DVD, TNG S3 (The Ensigns of Command)
The reputation 'TNG' received for being ponderous would seem to be deserved if the first two episodes of this season are perceived as the norm. It's not that there's much wrong with this story, aside from the usual difficulty of attempting to portray things on a larger scale than the budget could afford - 15,000 colonists reduced to about fifteen on screen and only one small area of this huge colony shown. No, it's probably that so many later episodes of any of the spinoffs did this simplistic tale of forced evacuation/alien pedantry much better, particularly the film 'Star Trek: Insurrection' and so this comes across as a trundling, basic version.
The characters are reasonably well used, and it features the return of Chief O'Brien (in a superb piece of continuity he's playing the cello, and in 'DS9' he explained that his Father wanted him to be a cello player), plus an attempt to put Data into hot water and see how he reacts. His solution to the impossible problem of convincing the colonists to evacuate and leave everything they know after grumpy Commander Riker gives him no other option is mildly entertaining (on the contrary, the other impossible problem, that faced by LaForge and O'Brien to make the transporters work, is clearly padding or an excuse to use the characters), but the colonists, represented by four speaking parts are pretty two-dimensional people - the girl that has a thing for computers; the surly leader; the moderate who thinks differently and his friend who's on the fence aren't very believable as people that have hacked out a living on this world.

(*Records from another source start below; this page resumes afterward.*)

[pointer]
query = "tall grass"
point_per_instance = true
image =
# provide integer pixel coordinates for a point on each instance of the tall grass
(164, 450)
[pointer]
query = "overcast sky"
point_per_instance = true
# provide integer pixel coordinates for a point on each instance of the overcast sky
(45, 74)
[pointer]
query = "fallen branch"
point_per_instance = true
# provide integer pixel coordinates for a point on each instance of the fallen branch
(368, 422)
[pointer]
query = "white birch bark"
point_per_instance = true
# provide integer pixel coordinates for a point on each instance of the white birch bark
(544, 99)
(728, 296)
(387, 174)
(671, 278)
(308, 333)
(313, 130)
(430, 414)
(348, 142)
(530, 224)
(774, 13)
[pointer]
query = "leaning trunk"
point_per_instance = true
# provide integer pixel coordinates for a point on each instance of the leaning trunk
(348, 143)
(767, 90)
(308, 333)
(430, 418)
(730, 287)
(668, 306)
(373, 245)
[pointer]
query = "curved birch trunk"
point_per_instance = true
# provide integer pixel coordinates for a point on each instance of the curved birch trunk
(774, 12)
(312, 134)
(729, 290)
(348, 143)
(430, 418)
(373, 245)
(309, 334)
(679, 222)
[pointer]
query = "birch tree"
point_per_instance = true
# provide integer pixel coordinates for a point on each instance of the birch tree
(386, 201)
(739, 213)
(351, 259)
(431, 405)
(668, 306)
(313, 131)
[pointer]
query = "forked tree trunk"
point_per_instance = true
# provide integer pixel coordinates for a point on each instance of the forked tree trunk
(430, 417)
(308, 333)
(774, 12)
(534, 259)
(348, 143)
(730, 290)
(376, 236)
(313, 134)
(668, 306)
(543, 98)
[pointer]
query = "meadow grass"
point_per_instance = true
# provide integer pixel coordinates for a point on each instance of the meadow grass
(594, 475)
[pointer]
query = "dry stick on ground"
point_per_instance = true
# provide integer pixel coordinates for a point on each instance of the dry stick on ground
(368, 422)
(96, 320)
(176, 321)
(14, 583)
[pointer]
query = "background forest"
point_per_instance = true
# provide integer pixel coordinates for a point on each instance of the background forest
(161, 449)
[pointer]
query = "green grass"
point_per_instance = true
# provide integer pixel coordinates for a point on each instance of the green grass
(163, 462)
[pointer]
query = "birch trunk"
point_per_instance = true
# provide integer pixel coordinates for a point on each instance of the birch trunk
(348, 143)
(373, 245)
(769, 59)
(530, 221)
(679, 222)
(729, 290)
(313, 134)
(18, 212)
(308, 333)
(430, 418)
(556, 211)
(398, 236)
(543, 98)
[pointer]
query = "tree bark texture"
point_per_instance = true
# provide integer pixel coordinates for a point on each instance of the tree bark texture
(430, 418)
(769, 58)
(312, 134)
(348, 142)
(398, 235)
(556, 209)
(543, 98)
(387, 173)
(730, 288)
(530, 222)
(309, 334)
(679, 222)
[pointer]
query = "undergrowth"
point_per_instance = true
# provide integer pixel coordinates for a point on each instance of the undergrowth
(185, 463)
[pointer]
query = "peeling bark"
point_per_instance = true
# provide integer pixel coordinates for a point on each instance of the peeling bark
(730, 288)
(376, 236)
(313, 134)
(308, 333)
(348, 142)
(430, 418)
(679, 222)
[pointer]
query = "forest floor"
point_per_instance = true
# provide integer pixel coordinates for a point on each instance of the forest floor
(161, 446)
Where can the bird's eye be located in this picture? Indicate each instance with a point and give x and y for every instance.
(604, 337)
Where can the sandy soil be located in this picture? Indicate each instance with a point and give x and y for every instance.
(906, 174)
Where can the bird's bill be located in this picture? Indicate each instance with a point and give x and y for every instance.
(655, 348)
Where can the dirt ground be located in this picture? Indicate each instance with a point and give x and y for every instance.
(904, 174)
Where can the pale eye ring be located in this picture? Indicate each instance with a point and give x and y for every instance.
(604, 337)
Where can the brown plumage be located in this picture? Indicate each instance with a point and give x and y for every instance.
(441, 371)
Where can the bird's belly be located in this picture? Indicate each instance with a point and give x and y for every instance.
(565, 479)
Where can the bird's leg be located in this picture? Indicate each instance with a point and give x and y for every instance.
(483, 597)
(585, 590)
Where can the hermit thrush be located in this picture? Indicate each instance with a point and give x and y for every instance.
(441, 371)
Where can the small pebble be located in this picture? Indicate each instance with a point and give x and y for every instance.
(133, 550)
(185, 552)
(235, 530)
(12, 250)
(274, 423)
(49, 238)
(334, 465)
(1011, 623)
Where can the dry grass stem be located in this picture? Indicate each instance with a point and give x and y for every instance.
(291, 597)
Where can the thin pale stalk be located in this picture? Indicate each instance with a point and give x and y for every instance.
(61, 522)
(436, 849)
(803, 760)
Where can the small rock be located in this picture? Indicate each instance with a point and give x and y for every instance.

The backstory of this colony ship that launched around Kirk's time would have been a more interesting plot to be developed. Had the woman gone back to the Enterprise and been wowed by the differences in technology like the 20th Century people that wake up there in Season One's 'The Neutral Zone', it might have been better. In fact now I think about it, this 23rd Century knowledge angle would have made for a better story. I thought I recognised the tone of the Sheliak voice, and yes, it was Mart McChesney who voiced evil Yar-murdering Armus. The costume was a little similar too, though I must praise both the exterior and interior of the alien vessel. It was suitably Trek-ish, yet different, and after all, non-humanoid, non-space dwelling beings are not a common occurrence. Mark L. Taylor who played Haritath, one of the colonists was later in 'Voyager' episode 'Displaced' as a different character.